4. Sube la velocidad y luego bájala

Lamentablemente, es muy escasa la ciencia exacta de la que disponemos para estructurar un programa de entrenamiento. Los pocos estudios existentes sugieren que, si planeas correr, debes incluir en tu rutina un entrenamiento de velocidad —es decir, intervalos a gran intensidad—. Puedes hacerlo de manera formal, con sólo realizar una parte de tu rutina a cierto porcentaje de tu VO2 máximo. Un estudio reciente con ciclistas de alto rendimiento concluyó que este número debería ser, de preferencia: 15% de tu entrenamiento a 85% de tu VO2 máximo. Sin embargo, la mayoría de las personas no necesitan ser tan sistemáticas. El fartlek, o el entrenamiento por episodios de velocidad, significa correr algunos trayectos largos a toda velocidad durante tu carrera de siempre o para complementar tus sesiones de ejercicio. Esto dificulta el ejercicio, pero, por lo general, también lo hace más divertido. No olvides descansar después del ejercicio intenso. También puedes practicar el tapering, es decir, reducir el volumen de tu entrenamiento de manera considerable durante las dos semanas previas a una carrera. Se ha probado en varios estudios que esto mejora el desempeño subsecuente en las carreras.

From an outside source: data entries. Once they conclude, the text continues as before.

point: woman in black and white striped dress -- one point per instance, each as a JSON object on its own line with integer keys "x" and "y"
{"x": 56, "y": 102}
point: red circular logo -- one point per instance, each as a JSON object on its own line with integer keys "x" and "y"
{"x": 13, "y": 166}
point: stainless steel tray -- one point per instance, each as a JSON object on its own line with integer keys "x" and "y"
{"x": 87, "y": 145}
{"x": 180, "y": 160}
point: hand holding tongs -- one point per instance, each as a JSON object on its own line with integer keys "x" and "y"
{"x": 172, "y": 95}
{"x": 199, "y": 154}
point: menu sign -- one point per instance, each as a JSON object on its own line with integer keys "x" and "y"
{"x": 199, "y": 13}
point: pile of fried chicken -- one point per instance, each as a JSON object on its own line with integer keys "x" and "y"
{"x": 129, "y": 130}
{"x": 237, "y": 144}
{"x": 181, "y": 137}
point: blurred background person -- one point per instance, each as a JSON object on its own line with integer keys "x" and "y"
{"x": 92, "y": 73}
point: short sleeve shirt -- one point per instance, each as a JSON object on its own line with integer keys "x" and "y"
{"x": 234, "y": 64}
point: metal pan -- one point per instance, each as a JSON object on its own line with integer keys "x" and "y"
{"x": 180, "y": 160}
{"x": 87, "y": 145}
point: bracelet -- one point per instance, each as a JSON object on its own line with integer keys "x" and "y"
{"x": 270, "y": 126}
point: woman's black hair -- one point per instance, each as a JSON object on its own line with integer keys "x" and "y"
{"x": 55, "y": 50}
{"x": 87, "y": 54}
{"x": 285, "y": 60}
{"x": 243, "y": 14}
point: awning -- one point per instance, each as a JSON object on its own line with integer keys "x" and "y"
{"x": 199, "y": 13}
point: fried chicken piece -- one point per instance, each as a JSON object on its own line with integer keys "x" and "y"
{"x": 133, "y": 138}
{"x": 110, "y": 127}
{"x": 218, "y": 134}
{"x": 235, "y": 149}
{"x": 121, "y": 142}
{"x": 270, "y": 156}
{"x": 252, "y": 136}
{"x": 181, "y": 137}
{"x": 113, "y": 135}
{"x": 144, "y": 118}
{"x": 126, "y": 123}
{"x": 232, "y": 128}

5. Lleva un diario de entrenamiento

Algunos estudios han demostrado que registrar tu kilometraje diario y tus tiempos, en el caso de que estés llevando a cabo entrenamiento de velocidad, así como tu estado anímico (cansancio, desmotivación, satisfacción, etc.), te provee de retroalimentación valiosa sobre tu progreso. También puede servir para la detección temprana del sobreentrenamiento. Si notas que tus tiempos han aumentado y tu motivación va en descenso, intenta reducir la intensidad de tu ejercicio. Quizá esto te ayude a sentirte y desempeñarte mejor.

6. Muévete con música

Una vez que sugerí que incorpores intervalos a tu entrenamiento, quiero señalar que escuchar el ritmo correcto puede hacer este ejercicio más soportable. En un reciente y fascinante estudio, los investigadores británicos pusieron a 12 hombres universitarios a hacer bicicleta estacionaria mientras escuchaban música que, según las anotaciones principales de los investigadores, “reflejara el gusto popular actual entre la gente en edad universitaria”. Cada una de las seis canciones elegidas tenía variaciones ligeras de tiempo. Los voluntarios condujeron las bicicletas a un ritmo que pudieran mantener cómodamente por 30 minutos. Luego, cada uno participó en tres pruebas distintas. En una de ellas, las seis canciones sonaron a su velocidad normal. En las dos pruebas restantes, se incrementó o disminuyó en 10% la velocidad de las pistas. Los ciclistas no sabían que esto estaba pasando, pero el ritmo de su pedaleo cambió de acuerdo con la música. Cuando el tempo disminuía, también bajaba la velocidad del pedaleo y su respuesta general. Su ritmo cardiaco bajó y su kilometraje también. Por otro lado, cuando la velocidad de las canciones se incrementó en 10%, los hombres cubrieron más kilómetros en el mismo lapso y generaron más energía con cada vuelta del pedal. También se incrementó la cadencia del pedaleo. Sabían que estaban trabajando más; su rango de esfuerzo percibido aumentó. Sin embargo, no les importó. Cuando la música sonaba a mayor velocidad, escribieron los científicos, “los participantes decidieron aceptar, incluso preferir, el nuevo grado de esfuerzo”. Así que antes de tu próxima carrera a pie o en bicicleta, elige música con un ritmo elevado, algo irritantemente pegajoso y bailable, como Lady Gaga (o Justin Bieber o Katy Perry o lo que sea que represente el gusto popular actual bajo tu techo), y cárgala en tu reproductor. “Nuestro cuerpo —dice la doctora Nina Kraus, profesora de neurobiología en la Universidad Northwestern, quien estudia el efecto de la música en el sistema nervioso— está hecho para conmoverse con la música y moverse a su ritmo.”